= Paul Sears =

American ecologist & writer (1891–1990)

Paul Bigelow Sears (December 17, 1891 – April 30, 1990) was an American ecologist and writer.

== Life and career ==
He was born in Bucyrus, Ohio. Sears attended Ohio Wesleyan University (B.Sc. in Zoology, 1913; B.A. in Economics, 1914), the University of Nebraska–Lincoln (A.M. in Botany, 1915), and the University of Chicago (Ph.D. in Botany, 1922).

Sears married Marjorie Lea McCutcheon and the couple had three children: Paul M. Sears, Center for Atmospheric Research, Colorado; Dr. Catherine S. Frazer, Lakewood, Colorado, former Wellesley College faculty; Sallie H. Sears, Assistant Professor of English, Stony Brook.

Early in his research career, he published an innovative series on the Natural Vegetation of Ohio (1925 to 1926) These papers delineated the original forest types by using “witness trees” from the original land surveys of Ohio and are still widely cited by plant ecologists working in Ohio today.

During the Dust Bowl and his tenure at the University of Oklahoma, Sears wrote Deserts on the March, one of the first books to communicate ecological principles to the general public. His best known book, Deserts has gone through eleven printings of its four editions, most published by the University of Oklahoma Press. The first edition was last republished by Island Press in 1988 as part of its Conservation Classics series.

Also during the late 1920s and 1930s, Sears pioneered the study of fossil pollen as a cue to past vegetation and climate in the United States. One of his early students, Phyllis Draper, published the first American contribution to this developing field. Sears was the first to publish reference drawings of Lake Erie basin fossil pollen types, and published extensively in this field and inspired many students between 1930 and about 1950, by which time his interest in conservation and land use dominated his time.

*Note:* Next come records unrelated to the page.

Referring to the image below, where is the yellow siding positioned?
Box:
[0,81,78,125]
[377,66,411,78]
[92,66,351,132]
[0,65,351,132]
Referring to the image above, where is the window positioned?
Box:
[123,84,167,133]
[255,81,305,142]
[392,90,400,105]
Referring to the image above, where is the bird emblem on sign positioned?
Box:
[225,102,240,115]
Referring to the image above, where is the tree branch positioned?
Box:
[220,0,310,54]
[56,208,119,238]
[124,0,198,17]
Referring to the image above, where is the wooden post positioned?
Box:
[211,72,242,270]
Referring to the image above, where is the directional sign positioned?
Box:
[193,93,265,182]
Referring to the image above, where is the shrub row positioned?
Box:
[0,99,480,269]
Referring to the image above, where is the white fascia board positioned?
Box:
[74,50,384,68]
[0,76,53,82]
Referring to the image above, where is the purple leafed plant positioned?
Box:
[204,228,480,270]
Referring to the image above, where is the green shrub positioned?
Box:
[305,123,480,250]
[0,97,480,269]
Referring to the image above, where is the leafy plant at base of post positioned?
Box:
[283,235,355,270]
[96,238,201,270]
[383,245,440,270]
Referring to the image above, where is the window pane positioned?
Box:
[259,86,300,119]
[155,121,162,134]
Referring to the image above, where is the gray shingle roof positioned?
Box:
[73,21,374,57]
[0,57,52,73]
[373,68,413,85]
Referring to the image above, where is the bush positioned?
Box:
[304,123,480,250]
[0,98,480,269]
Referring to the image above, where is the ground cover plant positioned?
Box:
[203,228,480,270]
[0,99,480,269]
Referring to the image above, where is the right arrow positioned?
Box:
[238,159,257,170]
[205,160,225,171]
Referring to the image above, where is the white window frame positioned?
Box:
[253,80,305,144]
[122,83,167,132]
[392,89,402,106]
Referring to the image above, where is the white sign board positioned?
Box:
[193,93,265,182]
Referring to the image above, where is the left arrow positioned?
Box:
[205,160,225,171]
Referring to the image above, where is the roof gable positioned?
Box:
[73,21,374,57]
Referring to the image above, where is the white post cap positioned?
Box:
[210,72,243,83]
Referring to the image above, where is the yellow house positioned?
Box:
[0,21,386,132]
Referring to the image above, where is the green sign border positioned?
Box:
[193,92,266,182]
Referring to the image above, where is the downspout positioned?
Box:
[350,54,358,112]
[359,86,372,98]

In 1943, Sears independently initiated a publication, the Pollen Analysis Circular (later the Pollen and Spore Circular), to answer the “need of a freer interchange of information among those who are interested in pollen analysis in this country” during the period of restricted travel and professional meetings before and during the Second World War. Eighteen issues were mimeographed and distributed, ultimately, to more than 200 pollen researchers and interested scientists in North America and Europe. In issue 8, Sears reported on a suggestion by H.A. Hyde and D.A. Williams that this new science be named “palynology,” a term for this new field which was ultimately adopted by his colleagues. After the end of the war, the circulars were discontinued. The final issue appeared in 1954. By 1967, researchers had formalized a new professional organization, the American Association of Stratigraphic Palynologists.

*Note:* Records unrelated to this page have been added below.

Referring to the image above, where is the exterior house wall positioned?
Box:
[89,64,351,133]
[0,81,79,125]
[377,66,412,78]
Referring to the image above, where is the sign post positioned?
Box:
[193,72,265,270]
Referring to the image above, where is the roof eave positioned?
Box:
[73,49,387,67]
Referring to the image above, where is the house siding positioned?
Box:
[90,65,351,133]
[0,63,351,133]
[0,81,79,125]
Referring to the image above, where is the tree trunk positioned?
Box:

In 1950, Sears was named chair of a new graduate program in Conservation at Yale University. The program was instigated and initially funded by the Conservation Foundation, of which Fairfield Osborn was head. An unprecedented interdisciplinary effort, this program produced several notable students, among them Paul Shepard and Estella Leopold, daughter of Aldo Leopold. Pioneer conservationist Leopold was a contemporary of Sears' who defined the land ethic and inspired new generations of conservationists and environmentalists.

Sears also served on the board of trustees of Science Service, now known as Society for Science, from 1954–1957.

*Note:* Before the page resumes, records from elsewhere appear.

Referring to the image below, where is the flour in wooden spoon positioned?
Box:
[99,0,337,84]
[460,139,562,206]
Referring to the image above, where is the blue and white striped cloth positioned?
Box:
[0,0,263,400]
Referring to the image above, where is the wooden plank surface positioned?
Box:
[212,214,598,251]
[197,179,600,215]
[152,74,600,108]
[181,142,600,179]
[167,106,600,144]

In the mid 1960s, Sears retired to Taos, New Mexico, where he participated on local boards and committees, “taught dozens of local youngsters to play violin,” and “continued his work to make this planet a better place.” He taught a course in environmental biology in 1977 at Fort Burgwin, New Mexico, a research facility 10 miles from Taos which is owned by Southern Methodist University. He died in the medical center at Plaza de Retiro on April 30, 1990.

==Career chronology==

- 1915–1919 	Botany instructor, Ohio State University
- 1917–1919 	Serves in U.S. Army
- 1919–1927 	Botany professor, University of Nebraska
- 1927–1938 	Chair of and Professor in Botany Department, University of Oklahoma
- 1936–1938 	Columbia University Teachers College (on leave from Oklahoma)
- 1938–1950 	Chair of and Professor in Botany Department, Oberlin College, Ohio
- 1948		President of Ecological Society of America
- 1949		President of Ohio Academy of Science
- 1950–1960	Chair and Professor of Yale Conservation Program (graduate level)
- 1951 Received the Frances K. Hutchinson Medal
- 1956		President of American Association of Science
- 1959		President of American Society of Naturalists
- 1963		Received the Richard Prentice Ettinger Award
- 1965		Named Eminent Ecologist by the Ecological Society of America

== Bibliography ==

The following books were written by Paul Sears:

- Deserts on the March (1935) ISBN 0-933280-46-7
- This is Our World (1937) University of Oklahoma Press.
- Who Are These Americans? (1939) Macmillan Co.
- Life and Environment (1939) Bureau of Publications, Teachers College, Columbia University.
- Charles Darwin: The Naturalist as a Cultural Force (1950) Scribners, New York.
- Where There is Life (1962) Dell Publishing Co., New York.